—Postumo se ha escapado.
Cato y Macro se quedaron de pie a un lado de la puerta mientras los exhaustos jinetes entraban en el fuerte, cubiertos de polvo. Unos cuantos todavía llevaban las tiras de tela manchadas de sangre de las heridas superficiales que habían sufrido en la lucha con los asaltantes del desierto.
—¿Qué ocurrió? —preguntó Macro.
—Postumo se puso enfermo. O al menos lo parecía. Sufrió un colapso y empezó a vomitar y a sacar espuma por la boca. El oficial de servicio hizo que lo trasladaran a la casa de curación. Cuando me informaron de ello a la mañana siguiente, Postumo había desaparecido. Al igual que uno de los caballos. Debió de salir por una de las poternas. Sin embargo, todas estaban cerradas por dentro cuando las inspeccioné.
—Pues no pasó por encima del muro con el caballo, de manera que alguien tuvo que abrirle la puerta.

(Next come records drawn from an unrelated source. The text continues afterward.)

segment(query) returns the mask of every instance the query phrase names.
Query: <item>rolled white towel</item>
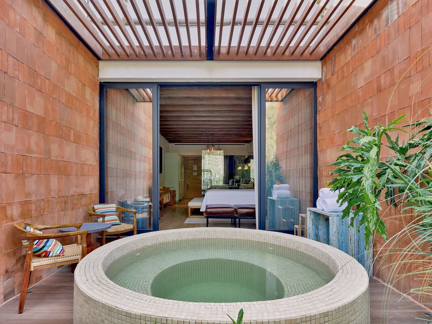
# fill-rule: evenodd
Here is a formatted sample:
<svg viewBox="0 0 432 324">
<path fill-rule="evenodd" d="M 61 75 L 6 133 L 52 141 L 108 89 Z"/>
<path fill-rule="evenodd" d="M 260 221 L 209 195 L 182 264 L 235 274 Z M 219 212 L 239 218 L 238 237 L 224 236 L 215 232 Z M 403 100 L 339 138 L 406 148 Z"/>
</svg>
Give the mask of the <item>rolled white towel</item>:
<svg viewBox="0 0 432 324">
<path fill-rule="evenodd" d="M 335 198 L 323 199 L 321 200 L 323 210 L 327 213 L 340 213 L 348 205 L 346 203 L 340 205 L 336 200 Z"/>
<path fill-rule="evenodd" d="M 317 199 L 317 208 L 320 210 L 323 210 L 323 199 L 321 197 L 318 197 Z"/>
<path fill-rule="evenodd" d="M 321 188 L 320 189 L 318 196 L 323 199 L 328 199 L 330 198 L 337 198 L 339 193 L 339 190 L 336 191 L 331 191 L 331 188 Z M 343 189 L 342 190 L 343 191 Z"/>
<path fill-rule="evenodd" d="M 291 193 L 289 190 L 273 190 L 271 193 L 273 198 L 280 199 L 291 198 Z"/>
<path fill-rule="evenodd" d="M 273 184 L 273 190 L 289 190 L 289 184 Z"/>
</svg>

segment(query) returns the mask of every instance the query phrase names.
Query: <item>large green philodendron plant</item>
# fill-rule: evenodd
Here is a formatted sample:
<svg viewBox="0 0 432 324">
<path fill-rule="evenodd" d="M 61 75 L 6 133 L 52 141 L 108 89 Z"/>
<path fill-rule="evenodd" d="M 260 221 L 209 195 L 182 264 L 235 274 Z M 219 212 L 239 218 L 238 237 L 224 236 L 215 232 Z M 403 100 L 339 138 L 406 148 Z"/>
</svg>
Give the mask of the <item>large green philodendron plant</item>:
<svg viewBox="0 0 432 324">
<path fill-rule="evenodd" d="M 330 184 L 333 190 L 341 191 L 338 197 L 341 204 L 347 203 L 343 211 L 343 218 L 349 217 L 353 210 L 352 226 L 355 218 L 362 215 L 360 224 L 364 225 L 365 239 L 369 242 L 374 230 L 387 238 L 385 224 L 379 214 L 381 209 L 379 198 L 384 189 L 392 190 L 387 187 L 391 173 L 380 161 L 380 154 L 383 137 L 388 137 L 389 132 L 394 130 L 405 131 L 397 126 L 403 122 L 405 115 L 386 126 L 369 127 L 365 111 L 363 115 L 365 129 L 353 126 L 347 130 L 356 136 L 341 149 L 341 152 L 345 152 L 331 164 L 336 166 L 331 175 L 337 177 Z"/>
<path fill-rule="evenodd" d="M 413 133 L 406 143 L 400 143 L 399 136 L 394 140 L 390 132 L 407 133 L 399 126 L 406 122 L 405 117 L 402 115 L 386 126 L 370 127 L 363 111 L 365 129 L 353 127 L 347 130 L 356 136 L 342 147 L 340 151 L 344 154 L 331 164 L 336 165 L 332 175 L 337 177 L 330 184 L 334 190 L 341 191 L 338 197 L 341 204 L 347 203 L 343 218 L 349 217 L 352 211 L 352 226 L 355 218 L 361 215 L 360 223 L 365 225 L 366 242 L 374 230 L 388 239 L 385 224 L 379 214 L 383 191 L 388 205 L 397 207 L 403 203 L 404 209 L 413 208 L 432 222 L 432 118 L 404 125 L 412 128 Z M 392 152 L 382 161 L 380 154 L 384 136 Z"/>
</svg>

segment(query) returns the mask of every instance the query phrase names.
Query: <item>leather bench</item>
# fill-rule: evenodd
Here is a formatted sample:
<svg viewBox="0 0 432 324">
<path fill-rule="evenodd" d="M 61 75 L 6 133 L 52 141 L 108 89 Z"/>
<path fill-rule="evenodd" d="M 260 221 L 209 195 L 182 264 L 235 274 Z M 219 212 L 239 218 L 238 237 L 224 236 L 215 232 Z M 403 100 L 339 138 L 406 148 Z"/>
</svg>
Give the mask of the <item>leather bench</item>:
<svg viewBox="0 0 432 324">
<path fill-rule="evenodd" d="M 236 215 L 238 219 L 238 228 L 240 228 L 240 219 L 254 219 L 256 216 L 255 205 L 233 205 Z"/>
<path fill-rule="evenodd" d="M 206 227 L 209 227 L 210 218 L 230 218 L 234 222 L 234 227 L 237 227 L 236 209 L 232 205 L 213 203 L 206 206 Z"/>
</svg>

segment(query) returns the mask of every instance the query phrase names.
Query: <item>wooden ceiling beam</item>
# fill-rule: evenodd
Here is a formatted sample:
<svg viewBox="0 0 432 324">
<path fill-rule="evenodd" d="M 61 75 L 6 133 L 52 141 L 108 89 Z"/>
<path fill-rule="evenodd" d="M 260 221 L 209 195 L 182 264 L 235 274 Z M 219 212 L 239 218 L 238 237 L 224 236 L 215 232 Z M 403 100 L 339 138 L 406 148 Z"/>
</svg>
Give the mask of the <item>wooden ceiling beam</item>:
<svg viewBox="0 0 432 324">
<path fill-rule="evenodd" d="M 238 105 L 247 108 L 252 105 L 252 98 L 250 103 L 248 103 L 244 98 L 238 98 L 235 97 L 227 97 L 225 98 L 207 98 L 203 97 L 200 98 L 187 98 L 182 97 L 162 97 L 159 100 L 159 105 L 161 106 L 166 105 L 187 105 L 189 106 L 201 105 L 206 106 L 208 105 L 216 108 L 218 105 Z"/>
<path fill-rule="evenodd" d="M 191 29 L 189 24 L 189 16 L 187 14 L 187 6 L 186 0 L 183 0 L 183 13 L 184 15 L 184 24 L 186 28 L 186 35 L 187 36 L 187 44 L 189 49 L 189 55 L 192 57 L 192 42 L 191 41 Z"/>
<path fill-rule="evenodd" d="M 76 34 L 79 35 L 86 44 L 89 45 L 97 56 L 99 57 L 99 59 L 102 58 L 103 55 L 102 48 L 96 41 L 93 35 L 84 27 L 79 20 L 75 15 L 70 14 L 70 10 L 66 5 L 66 3 L 63 0 L 48 0 L 48 1 L 56 10 L 61 18 L 68 22 Z"/>
<path fill-rule="evenodd" d="M 222 31 L 223 29 L 223 18 L 225 13 L 225 4 L 226 0 L 222 0 L 222 9 L 220 13 L 220 23 L 219 25 L 219 41 L 217 45 L 217 53 L 220 54 L 220 47 L 222 42 Z M 216 14 L 216 13 L 215 13 Z M 215 20 L 216 22 L 216 19 Z"/>
<path fill-rule="evenodd" d="M 76 4 L 75 4 L 75 2 L 73 1 L 65 1 L 65 3 L 66 5 L 69 7 L 70 11 L 72 12 L 72 13 L 75 15 L 75 17 L 78 18 L 78 20 L 81 22 L 84 26 L 87 29 L 87 31 L 90 33 L 93 38 L 96 41 L 96 42 L 99 44 L 99 46 L 102 48 L 105 53 L 106 53 L 109 56 L 111 56 L 111 50 L 109 49 L 109 48 L 107 46 L 106 44 L 103 41 L 101 37 L 98 34 L 98 32 L 96 31 L 95 28 L 92 25 L 90 22 L 89 21 L 89 19 L 87 19 L 87 17 L 86 17 L 83 12 L 81 11 L 79 8 L 78 7 Z"/>
<path fill-rule="evenodd" d="M 180 28 L 178 25 L 178 21 L 177 20 L 177 13 L 175 10 L 175 5 L 174 4 L 174 0 L 169 0 L 169 4 L 171 6 L 171 12 L 172 13 L 172 18 L 174 21 L 174 26 L 175 27 L 175 33 L 177 35 L 177 41 L 178 42 L 178 47 L 180 50 L 180 55 L 181 57 L 184 56 L 183 53 L 183 45 L 181 44 L 181 34 L 180 33 Z"/>
<path fill-rule="evenodd" d="M 276 44 L 274 44 L 274 46 L 273 46 L 273 53 L 272 53 L 272 54 L 273 56 L 276 54 L 276 52 L 277 51 L 277 50 L 279 49 L 281 44 L 282 44 L 282 41 L 283 41 L 283 38 L 285 38 L 285 35 L 286 35 L 286 33 L 289 29 L 289 28 L 291 26 L 291 25 L 292 24 L 292 22 L 294 21 L 294 19 L 297 16 L 297 13 L 299 12 L 299 11 L 300 10 L 300 8 L 302 7 L 302 6 L 303 5 L 304 2 L 305 0 L 300 0 L 298 3 L 294 4 L 294 8 L 292 8 L 292 10 L 291 11 L 291 13 L 289 14 L 289 16 L 288 16 L 288 18 L 286 19 L 286 22 L 285 22 L 285 24 L 283 26 L 283 29 L 280 32 L 280 34 L 279 35 L 279 37 L 278 38 L 277 40 L 276 41 Z"/>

—Supongo que algunos de nuestros oficiales siguen siendo leales a Escrofa —comentó Cato en voz baja.
—¿Escrofa? ¿Sigue aquí?
—Sí. Ahora bajo vigilancia extraordinaria.
—¿Cuánto hace de esto?
—Fue el día después de que os marcharais.
Macro miró fijamente a Cato y ambos entendieron la situación al instante.
—Mierda —dijo Macro con voz queda—. Ya sabes adonde ha ido, ¿no?
—Supongo que al norte, hacia Siria. A buscar a Longino.
—¿Adonde si no? —Macro se golpeó el muslo con el puño—. Si cabalga duro podría estar con el gobernador en cuatro días, o quizá cinco. De manera que podemos suponer que Longino sabe que he asumido el mando aquí. Eso significa que está al tanto de la autorización imperial y de lo que ello implica.
Cato movió la cabeza en señal de asentimiento.
—¿Qué crees que hará?
—¿Cómo quieres que lo sepa? —De pronto Macro se sintió mas cansado que nunca con la noticia de aquel último contratiempo. Necesitaba descansar. Tomar un baño y descansar, decidió, pero se quitó de encima esa sensación. Era el prefecto a cargo de aquella cohorte y mientras estuviera al mando no podía permitirse el lujo de bajar la guardia. Demasiadas cosas dependían de ello. Macro se frotó la mejilla y miró a Cato—. ¿Tú qué crees?
—En cuanto Longino sepa cómo están las cosas va a querer vernos. Averiguar cuánto sabemos y cuánto sospechamos. Yo diría que ya habrá mandado a un mensajero para convocarnos en Antioquía y que lo informemos.
—El mensajero podría llegar en cualquier momento. —Sí.
—Mierda —Macro meneó la cabeza—. Una cosa después de otra, maldita sea. No tenemos tiempo de ver a Longino. No mientras Bannus siga suelto.
—Pero no podemos hacer caso omiso de su llamada. Si lo hacemos pondremos en duda la autoridad del gobernador.
—Nuestra autorización anula su autoridad, ¿verdad?
—Por supuesto que sí. No obstante, dudo que Narciso tenga una buena impresión de nosotros si nos enfrentamos abiertamente al hombre más poderoso que hay fuera de Roma. ¿Y si precipitamos el complot que nos han mandado investigar y evitar? Si Longino exige que le informemos, creo que sería mejor que fuéramos.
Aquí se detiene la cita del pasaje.